È stato effettuato il primo trapianto di utero in una donna alla quale era stato tolto il suo organo riproduttivo 6 anni prima in seguito ad un’emorragia post-parto. L’eccezionale intervento è stato eseguito due anni fa, in Arabia Saudita su una donna saudita di 26 anni.

A donare l’organo è stata una donna di 46 anni le cui condizioni mediche avevano richiesto l’isterectomia. A eseguire il delicato intervento, riportato sulla rivista International Journal of Gynecology and Obstetrics, è stata l’equipe medica della dottoressa Wafah Fageeh, del dipartimento di ginecologia dell’università di Abdulaziz, Gedda. Si tratta di un “primo e parziale successo”, affermano i medici, perché l’organo impiantato ha resistito grazie alle terapie antirigetto per 99 giorni, dopo di che è stato tolto a causa di una trombosi acuta.

Prelevando l’organo dalla donatrice, i chirurghi hanno dovuto prestare particolare attenzione a mantenere integri i vasi sanguigni, che avrebbero poi dovuto essere “riallacciati” con quelli della ricevente. Perché l’intervento potesse essere completato con successo i medici hanno anche dovuto “allungare” alcune vene e arterie, prelevando frammenti di vasi sanguigni dalla vena safena della gamba della paziente.

Soddisfatti comunque i medici, che commentano la vicenda come un parziale successo: “L’asportazione dell’organo non è un insuccesso, in quanto l’utero ha dimostrato la capacità di rispondere alla terapia con estrogeni e progesterone, con una crescita dell’endometrio di ben 18 millimetri, e provocare mestruazioni.
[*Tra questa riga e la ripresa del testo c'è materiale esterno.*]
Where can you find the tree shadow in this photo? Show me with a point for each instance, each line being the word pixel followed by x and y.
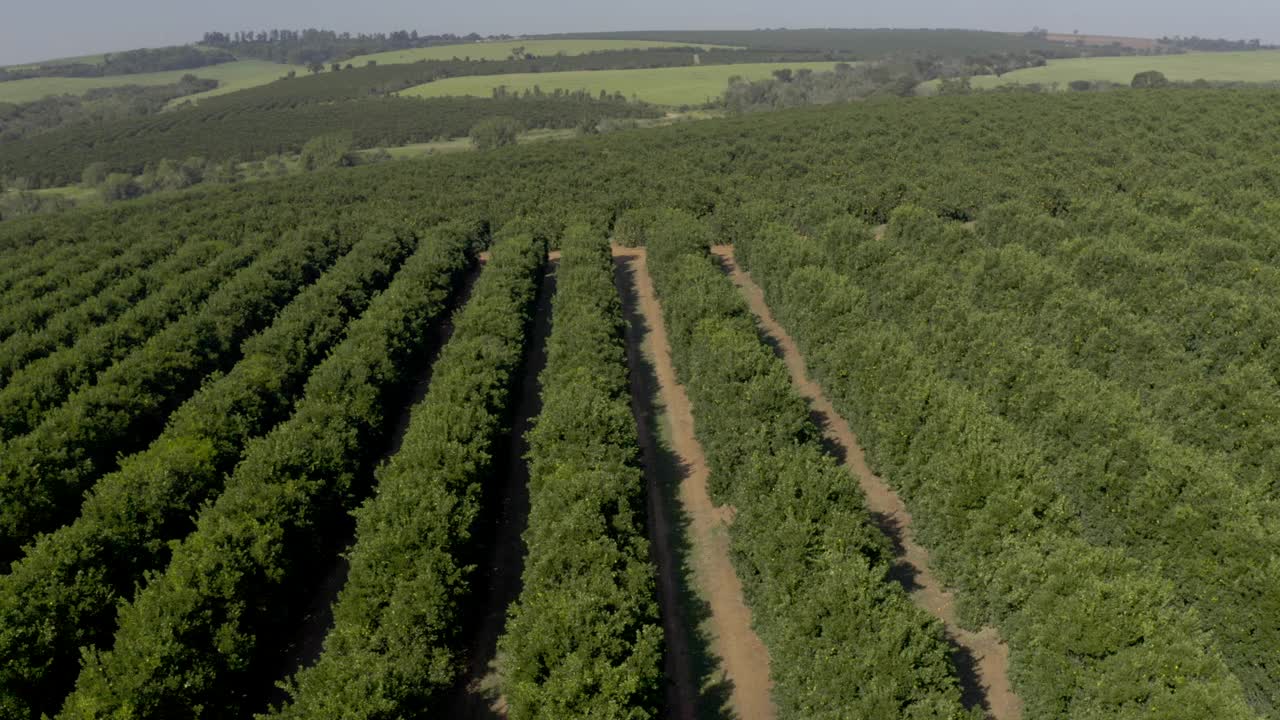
pixel 690 664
Ulteriori studi clinici e un miglioramento della tecnica chirurgica – puntualizza Fageeh – potrebbero far sì che il trapianto di utero possa essere utilizzato nel trattamento dell’infertilità, specialmente nelle comunità dove la pratica della maternità surrogata è inaccettabile per differenti posizioni etiche e religiose“.

Per altri, invece, l’esperimento ha dimostrato che l’operazione è tecnicamente possibile, ma pericolosa ed eticamente discutibile.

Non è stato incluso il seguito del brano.